Maryland is among the best places in the country in preparing children for success in school and beyond, according to a new study by Save the Children, the Washington-based non-profit.
Maryland ranks eighth among all states and the District in measures such as parental encouragement, preschool participation and quality of home environment. Virginia landed 13th on the list and the District was way down at the bottom, at 42nd in the nation.
Overall, the report paints a dismal picture of parenting and schooling in America. It finds that 68 percent of American fourth-graders are not reading at grade level--64 percent in Maryland, 62 percent in Virgina and 86 percent in the District.
Some of the group's assumptions about what works don't necessarily track in every case. Although only 49 percent of three- and four-year-olds in Maryland and Virginia attend pre-school, that number soars to 68 percent in the District--the highest in the United States--yet the results are dismal. So it's not mere attendance in pre-school that makes a difference, but rather what happens in pre-school and how good the programs are.

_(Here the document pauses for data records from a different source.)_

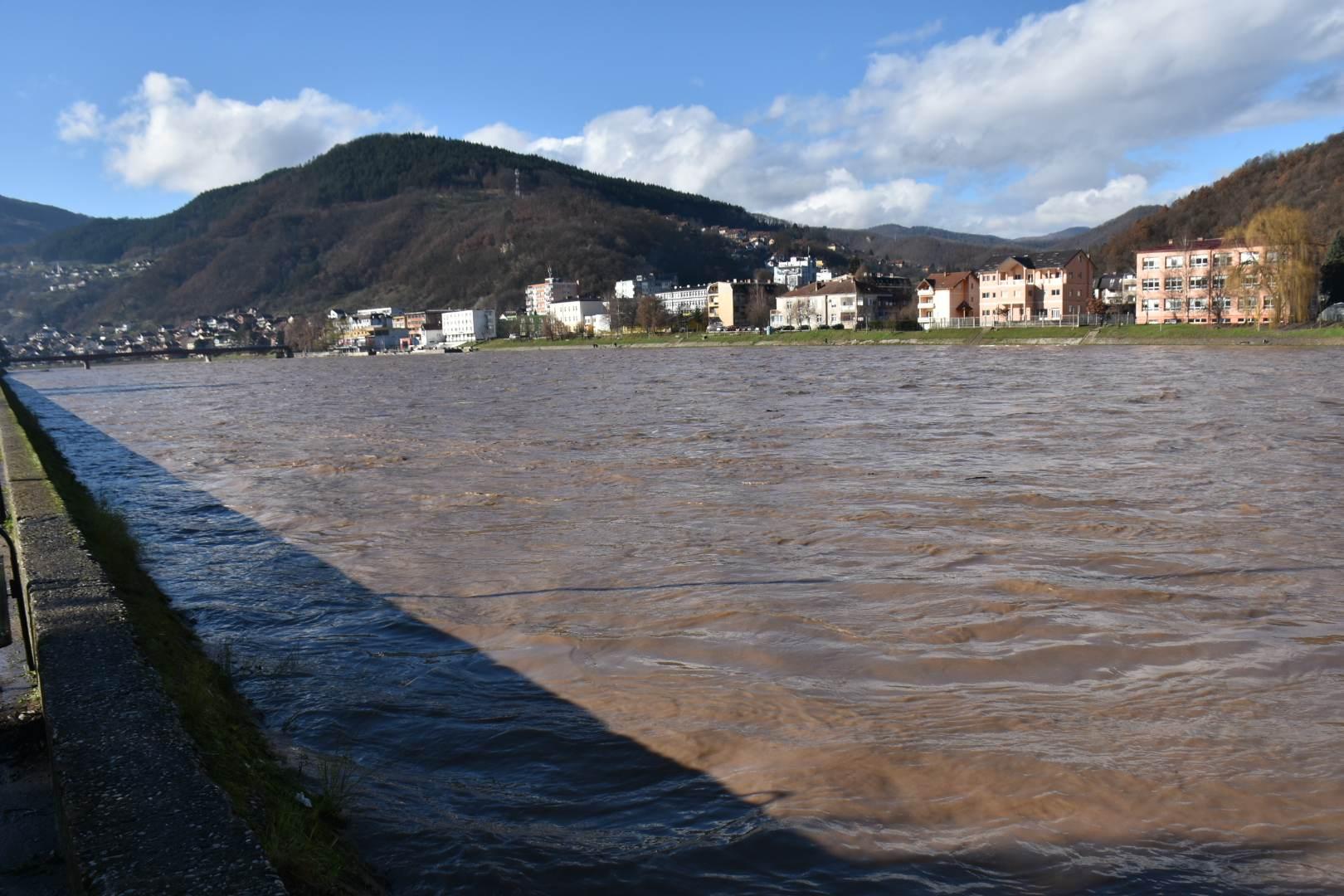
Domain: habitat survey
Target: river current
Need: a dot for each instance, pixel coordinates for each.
(797, 620)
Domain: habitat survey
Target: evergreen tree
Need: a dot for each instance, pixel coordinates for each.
(1332, 271)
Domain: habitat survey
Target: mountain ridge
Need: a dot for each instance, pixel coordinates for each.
(22, 221)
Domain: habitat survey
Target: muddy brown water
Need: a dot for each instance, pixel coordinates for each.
(1035, 620)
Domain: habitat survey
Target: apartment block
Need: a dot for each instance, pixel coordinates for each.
(847, 301)
(541, 296)
(1036, 286)
(1187, 284)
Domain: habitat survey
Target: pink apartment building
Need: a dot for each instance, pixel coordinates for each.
(1036, 286)
(1187, 285)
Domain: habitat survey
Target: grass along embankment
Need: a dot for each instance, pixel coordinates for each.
(304, 844)
(1110, 334)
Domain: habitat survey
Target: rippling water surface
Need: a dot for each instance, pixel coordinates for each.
(858, 620)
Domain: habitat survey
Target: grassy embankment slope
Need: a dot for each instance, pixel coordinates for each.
(1172, 334)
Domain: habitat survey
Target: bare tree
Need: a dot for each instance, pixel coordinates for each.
(650, 314)
(758, 306)
(1280, 265)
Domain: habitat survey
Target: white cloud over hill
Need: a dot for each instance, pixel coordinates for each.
(1025, 129)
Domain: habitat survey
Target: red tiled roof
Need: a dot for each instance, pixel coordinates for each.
(947, 281)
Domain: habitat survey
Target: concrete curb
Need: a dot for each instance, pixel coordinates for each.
(136, 811)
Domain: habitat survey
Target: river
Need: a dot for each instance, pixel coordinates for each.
(795, 620)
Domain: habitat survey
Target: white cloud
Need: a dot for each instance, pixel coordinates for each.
(1036, 121)
(503, 136)
(81, 121)
(1097, 78)
(845, 202)
(1096, 204)
(175, 137)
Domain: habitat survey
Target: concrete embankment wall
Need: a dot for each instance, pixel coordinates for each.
(134, 809)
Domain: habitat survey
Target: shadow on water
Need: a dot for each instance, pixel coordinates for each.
(474, 778)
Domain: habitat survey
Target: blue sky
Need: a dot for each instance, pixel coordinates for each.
(1010, 117)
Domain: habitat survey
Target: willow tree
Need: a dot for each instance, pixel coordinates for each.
(1280, 265)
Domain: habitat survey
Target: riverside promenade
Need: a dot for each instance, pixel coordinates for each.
(134, 811)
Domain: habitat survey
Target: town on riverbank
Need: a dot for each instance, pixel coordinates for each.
(1220, 290)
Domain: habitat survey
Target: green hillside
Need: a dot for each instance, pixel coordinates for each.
(409, 219)
(1309, 178)
(23, 222)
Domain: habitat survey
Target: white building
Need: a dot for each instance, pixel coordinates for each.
(472, 325)
(686, 299)
(542, 296)
(796, 271)
(572, 312)
(368, 329)
(644, 285)
(845, 301)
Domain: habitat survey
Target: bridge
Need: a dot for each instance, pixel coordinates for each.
(89, 358)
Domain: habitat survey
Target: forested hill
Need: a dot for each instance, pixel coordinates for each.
(409, 219)
(1311, 178)
(951, 250)
(22, 222)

There's a much better correlation between overall success and the percentage of children who grow up in single-parent households. States at the top of the list universally have much lower percentages of kids in one-parent homes than states at the bottom. In Virginia, 28 percent of children five and under live in single-parent homes; in Maryland, that figure is 30 percent. In the District, it jumps to 47 percent, again the highest in the nation. (Utah is lowest at 17 percent.)
Save the Children, which is run by Mark Shriver, the former Maryland legislator from Montgomery County, offers a recipe for success based on World Bank and United Nations assessments of policies that prepare children to thrive. The benchmarks include subsidized and regulated child care for kids three and under, accredited early education programs for four-year-olds, and training requirements for child care workers. Of 10 key measures the study focuses on, only Sweden goes 10 for 10. The United States ties for third lowest among developed countries, with Spain, Mexico and Switzerland, winning credit in only three of the 10 measures.
The states with the worst record of preparing kids are New Mexico, Nevada, Mississippi, Arizona and Alabama, and the top five states on the list are Connecticut, New Hampshire, Massachusetts, Vermont and Maine. In Maine and Vermont, for example, 89 percent of children are read to by parents at home at least three times a week--tops in the nation, according to the survey. Connecticut leads the nation in the portion of children who attend pre-school--65 percent. The early childhood factors the group chose to look at seem to be the ones that bear fruit--the same states that excel in those early childhood indicators also boast the lowest high school dropout rates in the country, as well as some of the highest rates of college attendance.
(At the low end of the scale, only 28 percent of kids in Nevada attend pre-school, and Georgia, Mississippi and Louisiana have the lowest rate of parents who read to their children frequently, at 73 percent.)
Save the Children has traditionally focused its research and campaigns on kids overseas, but this year, the group has added a United States School Success Index. Researchers compared states by how often parents read to children, how extensively preschool programs are available to kids, and how many children grow up in single-parent homes, among other measures.